A U.S. representative from Kentucky has put a bill before Congress to amend the Investment Advisers Act of 1940, increasing the exemption from registration threshold for private fund advisors to reflect changes in inflation.
Dubbed the Small Business Investor Capital Access Act, the legislation was introduced last Thursday by U.S. Rep. Andy Barr (R-Ky.).
Under current law, private fund advisors managing less than $150 million in assets are not required to register with the Securities and Exchange Commission—a threshold that has remained unchanged since the Private Fund Investment Advisers Registration Act of 2010 was enacted.
Barr’s bill would adjust the current threshold to reflect inflation that has occurred since July 2010—$207.67 million as of Tuesday, according to the U.S. Bureau of Labor Statistics—and tie the benchmark to the Consumer Price Index going forward.
The bill, H.R. 2758, was introduced quietly Thursday with no co-sponsors and no accompanying summary.
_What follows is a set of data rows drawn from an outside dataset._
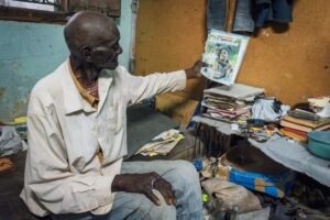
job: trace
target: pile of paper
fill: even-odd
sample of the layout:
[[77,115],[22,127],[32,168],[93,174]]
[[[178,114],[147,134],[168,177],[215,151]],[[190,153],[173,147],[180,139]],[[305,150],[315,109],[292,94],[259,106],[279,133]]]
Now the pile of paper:
[[170,129],[155,136],[151,142],[143,145],[136,153],[143,156],[156,156],[168,154],[185,135],[178,130]]
[[256,96],[262,96],[264,89],[242,84],[219,86],[204,91],[202,106],[205,117],[227,122],[246,121],[250,109]]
It was referred to the Financial Services Committee along with another Barr-sponsored bill, H.R. 2579.
Entitled the Developing and Empowering our Aspiring Leaders Act of 2023, that legislation would revise the definition of a qualified investment for venture capital fund advisors to include secondary acquisitions from qualified portfolio companies and investments in other venture capital funds. It would also amend the definition of a venture capital fund to require qualifying funds be predominantly composed of direct acquisitions from qualified portfolio companies or other venture capital funds.
It was also introduced with no co-sponsors, summary or public announcement.
A member of the House Financial Services Committee, the majority of Barr’s campaign contributions come from the securities and investment industry, according to OpenSecrets.org. His top donors are Apollo Global Management, Alliance Resource Partners and Blackstone Group.
Barr has made no public comments and his office did not respond to media requests.